Legacy page 1492
How can you access the data?
The Common Screens dataset lives on Amazon S3. You can download or hotlink the image files free using HTTPS or S3.
S3 bucket information
The AWS S3 bucket is s3://common-screens in the us-west-2 Oregon region.
Image name from domain name
The image name can be derived from a domain name by converting every run of non alphanumeric characters to a hyphen and suffixing --.jpeg.
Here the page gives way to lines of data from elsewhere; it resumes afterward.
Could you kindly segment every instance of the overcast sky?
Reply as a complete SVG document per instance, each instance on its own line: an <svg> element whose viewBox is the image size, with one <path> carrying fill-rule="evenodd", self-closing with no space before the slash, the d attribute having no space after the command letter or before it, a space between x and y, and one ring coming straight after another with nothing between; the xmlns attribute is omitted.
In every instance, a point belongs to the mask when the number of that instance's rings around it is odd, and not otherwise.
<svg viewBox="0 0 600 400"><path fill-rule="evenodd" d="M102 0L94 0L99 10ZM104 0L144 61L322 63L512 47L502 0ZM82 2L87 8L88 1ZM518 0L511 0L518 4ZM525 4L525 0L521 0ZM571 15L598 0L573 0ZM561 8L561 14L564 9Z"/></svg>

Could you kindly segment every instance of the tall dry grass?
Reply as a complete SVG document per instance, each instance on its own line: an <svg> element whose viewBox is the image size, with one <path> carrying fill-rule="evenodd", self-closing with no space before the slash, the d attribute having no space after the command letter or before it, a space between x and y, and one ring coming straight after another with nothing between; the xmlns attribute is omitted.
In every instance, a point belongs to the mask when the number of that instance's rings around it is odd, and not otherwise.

For example, a427.com becomes a427-com--.jpeg.
Example URLs
S3 HTTPS: https://common-screens.s3.us-west-2.amazonaws.com/data/jpeg/a427-com--.jpeg
S3 URI: s3://common-screens/data/jpeg/a427-com--.jpeg
Rule
- Start with the host name, not a full page path.
- Lowercase the host.
- Replace each run of characters outside
a-zand0-9with one hyphen. - Append
--.jpeg. - Join it with
https://common-screens.s3.us-west-2.amazonaws.com/data/jpeg/.
JavaScript
function commonScreensFilename(host) {
return host
.trim()
.toLowerCase()
.replace(/^https?:\/\//, '')
.split('/')[0]
.split('?')[0]
.split('#')[0]
.replace(/[^a-z0-9]+/g, '-') + '--.jpeg';
}
const filename = commonScreensFilename('a427.com');
const url = 'https://common-screens.s3.us-west-2.amazonaws.com/data/jpeg/' + filename;
Python
import re
from urllib.parse import urlparse
def common_screens_filename(value):
parsed = urlparse(value if '://' in value else 'http://' + value)
host = (parsed.hostname or value).strip().lower()
return re.sub(r'[^a-z0-9]+', '-', host) + '--.jpeg'
filename = common_screens_filename('a427.com')
url = f'https://common-screens.s3.us-west-2.amazonaws.com/data/jpeg/{filename}'
AWS CLI
aws s3 cp --no-sign-request \
s3://common-screens/data/jpeg/a427-com--.jpeg \
./screenshots/a427-com--.jpeg
Bucket structure
| Prefix | Contents |
|---|---|
/data/jpeg | JPEG images available through the public S3 HTTPS endpoint. |
/data/png | PNG images when available. |
/data/tiff | TIFF images when available. |
/data/ocr | OCR text files with the JPEG image name appended with .txt. |
/metadata | Metadata for images and domains in CSV and gzip formats. |
/source-data | Source domain names used to generate screenshots. |
/machine-learning | Machine learning datasets and models for IAB classification and image processing. |
/docs | Documentation files. |
Metadata
The metadata is updated monthly with new domains. It includes IAB category, page language, title, description, and keywords captured from each domain's primary webpage.